Itu pula yang membuat pria berkulit gelap ini berani bertaruh, hingga kini Aceh belum punya sosok semacam Dimurthala. "Sulit mencari orang yang ikhlas dan tulus seperti Pak Dimur," ucap pensiunan pegawai negeri ini.

Asri Soelaiman, Maulisman Hanafiah dan M Daan punya pandangan yang sama dalam mengomentari sosok idola ini. "Saya berani bertaruh, kalau Dimur masih hidup, Persiraja dan mungkin saja cabang olahraga yang lain tak akan seperti ini," tukas Asri.

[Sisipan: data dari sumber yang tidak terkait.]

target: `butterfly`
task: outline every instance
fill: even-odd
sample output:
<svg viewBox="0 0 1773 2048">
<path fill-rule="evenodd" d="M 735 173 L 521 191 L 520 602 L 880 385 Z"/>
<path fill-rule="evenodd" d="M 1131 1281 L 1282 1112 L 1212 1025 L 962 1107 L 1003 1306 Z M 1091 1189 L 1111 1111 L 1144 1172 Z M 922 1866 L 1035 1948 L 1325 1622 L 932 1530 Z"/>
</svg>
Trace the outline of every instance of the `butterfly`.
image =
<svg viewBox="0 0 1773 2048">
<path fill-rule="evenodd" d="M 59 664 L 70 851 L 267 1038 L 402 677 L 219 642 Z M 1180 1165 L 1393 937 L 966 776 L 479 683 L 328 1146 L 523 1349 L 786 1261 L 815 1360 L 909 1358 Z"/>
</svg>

Makanya Asri amat merindukan lahirnya pengganti Dimurthala di Aceh. Dia berharap sepatutnya ada pengusaha sekarang yang mengikut jejak lelaki kelahiran Pelanggahan, Banda Aceh itu. Dimur sendiri wafat pada suatu hari di tahun 1986. Dia pengusaha yang juga cinta olahraga.

"Untuk membangkitkan kembali gairah olahraga, perlu peran masyarakat, dalam hal ini pengusaha yang bersedia menjadi bapak angkat. Kalau tidak ya, akan seperti ini terus nasib kita. Tidak dapat sponsor, tak ada dana," ulas Asri.

Maulisman juga mengakui, tak mungkin berharap terlalu banyak pada pemerintah. "Masyarakat pengusaha juga patut turun tangan untuk mengairahkan kembali olahraga kita. Ini yang tak ada sekarang di Aceh," ungkap dia. "Padalah kita merindukan orang macam Dimurthala."